This text seeks to speak to a wide audience carefully avoiding “traditional theological language and pious tone” (ix). Along these lines the author suggests a readable text based on some solid thinking. O’Brien provides the solid thinking. The sophisticated reader, however, may put the text aside too quickly given the complexity of the author’s primary analogy of “World-Play,” later more fully developed as a “play within a play” and “La Divina Commedia.”
From the first reference to Wittgenstein through the remainder of Part 1, O’Brien draws on such notable artists and thinkers as Shakespeare, Pirandello, Gilson and Flannery O’Connor. The multiple and expansive references to literature, art, philosophy and theology demonstrate the author’s breadth of sophisticated knowledge. Unfortunately what he suggests to be a “simplification” appears quite complex and unnecessarily abstract. With some patience the more sophisticated reader would enjoy pondering the multiple references O’Brien employs to develop his basic analogy. Without sufficient patience the sophisticated reader, and certainly the less sophisticated reader, will probably give up before taking up Part 2.
For this reader, the real strength of the book lies in the second half. Here O’Brien takes up very specific questions about the voice of the church in today’s world. He explores the voice of the Pope as “professor, judge or patriarch.” Likewise he considers the voice of the church as “persona Christi.” Here he creatively portrays a rich image of Jesus based on gospel encounter. The author emphasizes forgiveness as a central gospel theme and the fundamental dynamic of the Christian life. He writes, “One becomes saintly because one has been forgiven, not because of spiritual athleticism” (147). O’Brien contends that the necessary and credible word to which the church might give voice is forgiveness. Of course the church can only speak this word to the extent that the church has accepted this word.
Developing the theme of the “forgiving voice”, O’Brien emphasizes that the church might speak it best by listening. “Effective speech must attain its own moment and style of ‘presence’” (211). The right time to speak, and the right voice in which to speak, comes only to those who listen.
Appreciating the tensions of left and right in the church, O’Brien promised at the start to avoid waving a flag for any particular cause. Here he again succeeds. While identifying various issues and perspectives the author appreciates both the strengths and the limitations of the issues and those who stand for them. With this sense of balance he offers a word from the work of John Paul II, “be not afraid.” O’Brien contends that the church, ordinary members and authoritative teachers, need not fear being present to the world, listening and offering a word of hope as a way of living in the world.

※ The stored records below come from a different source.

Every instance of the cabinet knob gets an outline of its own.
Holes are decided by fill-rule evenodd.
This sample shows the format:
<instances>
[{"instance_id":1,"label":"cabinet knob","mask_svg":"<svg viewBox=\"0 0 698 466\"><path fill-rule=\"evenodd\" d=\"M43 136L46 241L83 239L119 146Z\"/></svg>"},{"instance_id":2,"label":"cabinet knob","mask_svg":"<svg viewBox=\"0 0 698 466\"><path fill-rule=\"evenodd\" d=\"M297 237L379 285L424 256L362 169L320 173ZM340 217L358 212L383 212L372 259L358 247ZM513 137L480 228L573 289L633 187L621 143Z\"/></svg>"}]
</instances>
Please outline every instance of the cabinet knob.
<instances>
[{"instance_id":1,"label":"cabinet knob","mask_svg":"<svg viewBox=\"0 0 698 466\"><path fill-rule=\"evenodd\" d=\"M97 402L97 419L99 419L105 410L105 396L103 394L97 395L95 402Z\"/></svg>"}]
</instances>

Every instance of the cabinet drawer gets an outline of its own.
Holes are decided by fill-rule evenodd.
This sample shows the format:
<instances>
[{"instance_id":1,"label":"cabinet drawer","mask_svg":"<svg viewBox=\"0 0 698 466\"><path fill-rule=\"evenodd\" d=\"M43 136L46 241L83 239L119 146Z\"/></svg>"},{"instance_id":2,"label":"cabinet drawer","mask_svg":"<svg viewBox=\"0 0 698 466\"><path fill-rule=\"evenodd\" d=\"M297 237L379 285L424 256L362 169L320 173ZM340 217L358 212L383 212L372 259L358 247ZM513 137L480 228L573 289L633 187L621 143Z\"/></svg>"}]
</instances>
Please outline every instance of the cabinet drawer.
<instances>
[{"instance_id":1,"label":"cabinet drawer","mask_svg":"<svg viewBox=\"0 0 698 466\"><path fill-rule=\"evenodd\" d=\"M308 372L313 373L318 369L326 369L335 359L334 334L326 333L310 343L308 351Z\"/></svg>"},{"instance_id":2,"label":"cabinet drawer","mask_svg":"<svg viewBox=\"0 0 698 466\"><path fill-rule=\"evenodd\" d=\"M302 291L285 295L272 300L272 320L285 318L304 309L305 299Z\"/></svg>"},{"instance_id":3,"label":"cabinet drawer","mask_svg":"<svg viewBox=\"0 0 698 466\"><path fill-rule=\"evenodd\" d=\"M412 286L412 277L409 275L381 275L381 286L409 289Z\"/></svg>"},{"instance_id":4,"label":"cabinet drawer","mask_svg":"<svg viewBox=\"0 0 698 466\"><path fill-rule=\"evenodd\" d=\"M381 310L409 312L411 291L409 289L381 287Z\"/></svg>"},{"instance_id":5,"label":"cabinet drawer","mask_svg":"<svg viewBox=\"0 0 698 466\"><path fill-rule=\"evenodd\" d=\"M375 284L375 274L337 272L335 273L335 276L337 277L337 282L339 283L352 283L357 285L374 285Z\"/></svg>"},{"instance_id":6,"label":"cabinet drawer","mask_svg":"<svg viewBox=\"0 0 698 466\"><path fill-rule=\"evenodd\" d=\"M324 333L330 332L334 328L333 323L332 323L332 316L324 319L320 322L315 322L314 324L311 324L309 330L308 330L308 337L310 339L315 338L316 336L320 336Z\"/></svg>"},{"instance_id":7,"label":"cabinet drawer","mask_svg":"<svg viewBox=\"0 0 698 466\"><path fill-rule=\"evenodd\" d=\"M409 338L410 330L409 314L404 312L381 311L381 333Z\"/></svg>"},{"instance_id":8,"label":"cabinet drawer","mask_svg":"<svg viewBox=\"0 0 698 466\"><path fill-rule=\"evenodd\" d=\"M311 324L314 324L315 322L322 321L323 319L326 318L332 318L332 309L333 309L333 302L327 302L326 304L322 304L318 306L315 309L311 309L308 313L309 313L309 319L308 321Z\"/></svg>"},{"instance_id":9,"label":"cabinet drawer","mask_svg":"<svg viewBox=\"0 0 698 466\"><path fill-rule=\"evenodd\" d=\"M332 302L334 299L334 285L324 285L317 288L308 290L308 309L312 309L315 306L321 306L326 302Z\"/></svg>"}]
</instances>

Most all of Part 2 can be understood and appreciated without the strong foundation O’Brien developed in the first part of the text. His references to the basic analogy are few and the various suggestions of an effective voice have clarity of their own apart from the analogy. The “Philosophical Intermission” entitled “Turn to the Subject” seeks to unite the philosophical foundations of Part 1 with the more concrete proposals of Part 2. Here the more sophisticated reader will appreciate the depth of thought while probably also find disagreement with some of the author’s general descriptions of various great thinkers.
Finding the Voice of the Church seems to offer something for most everyone. This explains both its strengths and its limitations. George Dennis O’Brien has listened to and sounded a wide variety of voices to establish a solid foundation and to suggest a voice for the Church in the world today. While certainly worth reading one or another part, if not the complete text, most readers may well suggest the text needs to sound a less complicated voice.